© Jürg Christandl

Chronik Oberösterreich
12/05/2011

"Arschauswischer der Nation"

Pflegeberufe gelten oft als anstrengend und schlecht bezahlt. Das muss sich grundlegend ändern, fordern Experten.

von Daniel Voglhuber

Wenn die Generation der Babyboomer wegen voranschreitenden Alters hilfsbedürftig wird, droht ein Pflegenotstand. Zudem treten in den nächsten zehn Jahren viele Alten- und Behindertenbetreuer ihren Ruhestand an. Vertreter von Pflegediensten schlagen Alarm: Berufe in dem Bereich müssen deutlich attraktiver gemacht werden, um mehr neue Mitarbeiter zu bekommen. Derzeit haben diese Tätigkeiten nämlich ein eklatantes Imageproblem. Das war der allgemeiner Tenor bei der Podiumsdiskussion "Spannungsfeld Pflege" am Donnerstag im Linzer FortBildungszentrum Elisabethinen, das von der Hypo-Bank Oberösterreich veranstaltet wurde.
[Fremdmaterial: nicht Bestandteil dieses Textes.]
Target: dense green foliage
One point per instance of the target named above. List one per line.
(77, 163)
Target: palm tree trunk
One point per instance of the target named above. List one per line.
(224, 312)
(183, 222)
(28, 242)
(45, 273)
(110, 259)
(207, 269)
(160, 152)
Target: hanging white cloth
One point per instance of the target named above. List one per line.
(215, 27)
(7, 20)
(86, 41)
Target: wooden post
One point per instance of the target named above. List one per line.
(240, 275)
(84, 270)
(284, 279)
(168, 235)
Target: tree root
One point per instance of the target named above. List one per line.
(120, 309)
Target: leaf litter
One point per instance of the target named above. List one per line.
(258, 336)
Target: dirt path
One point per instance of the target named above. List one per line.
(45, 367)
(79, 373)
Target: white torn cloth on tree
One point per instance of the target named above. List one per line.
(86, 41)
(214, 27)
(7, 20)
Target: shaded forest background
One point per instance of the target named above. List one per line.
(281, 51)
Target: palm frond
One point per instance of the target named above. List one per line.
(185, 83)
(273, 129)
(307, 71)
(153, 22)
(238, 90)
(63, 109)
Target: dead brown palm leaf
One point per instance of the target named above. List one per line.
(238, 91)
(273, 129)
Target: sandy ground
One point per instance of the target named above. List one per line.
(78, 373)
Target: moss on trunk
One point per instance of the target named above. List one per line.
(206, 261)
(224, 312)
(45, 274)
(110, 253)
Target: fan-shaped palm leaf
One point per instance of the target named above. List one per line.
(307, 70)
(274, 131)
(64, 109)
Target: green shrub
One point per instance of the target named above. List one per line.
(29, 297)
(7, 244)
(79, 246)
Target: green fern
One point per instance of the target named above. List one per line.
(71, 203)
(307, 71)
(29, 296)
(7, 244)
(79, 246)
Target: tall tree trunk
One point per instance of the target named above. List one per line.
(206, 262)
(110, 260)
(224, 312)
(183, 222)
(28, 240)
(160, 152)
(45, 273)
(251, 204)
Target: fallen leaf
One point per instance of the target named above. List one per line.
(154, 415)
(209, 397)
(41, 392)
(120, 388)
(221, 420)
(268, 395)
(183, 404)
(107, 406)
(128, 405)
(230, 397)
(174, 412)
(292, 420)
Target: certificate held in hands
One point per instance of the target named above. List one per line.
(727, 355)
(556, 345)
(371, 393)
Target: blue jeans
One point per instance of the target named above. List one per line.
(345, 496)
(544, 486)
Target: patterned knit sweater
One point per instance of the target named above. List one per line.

"Ein Beruf in diesem Bereich wird oft als Hilfsarbeiterjob angesehen. Die Gesellschaft sagt, eine Pflegeausbildung kann man schnell machen", beklagte Günther Wesely, Leiter der Personalentwicklung im Evangelischen Diakoniewerk Gallneukirchen. Außerdem störe ihn sehr, wenn gesagt werde, Menschen sollen nach einer Gesetzesübertretung einen sozialen Dienst im Altersheim ableisten. "Niemand käme auf die Idee zu fordern, diese Personen sollten die Strafe bei einer Bank abarbeiten." Zudem gebe es zu wenig Karrierechancen für Pflegekräfte, wodurch ihnen auch Perspektiven fehlen würden.

Akademiker

Dieser Meinung war auch Waltraud Schwarz, Leiterin der Pflege und Betreuung bei der Volkshilfe. "Es braucht eine andere Ausbildung, vom Schulmodell bis zur Akademisierung ist alles denkbar. " Karl Lehner, Vorstandsmitglied der Oberösterreichischen Gesundheits- und Spitals AG (gespag), verwies auf ein Ausbildungsmodell beim öffentlichen Krankenhausträger,bei der die angehenden Pflegekräfte in sechs Semestern ihr Diplom erhalten und nach sieben Semestern einen Bachelor-Abschluss in der Tasche haben. Die angebotenen Kurse seien innerhalb kürzester Zeit ausgebucht gewesen.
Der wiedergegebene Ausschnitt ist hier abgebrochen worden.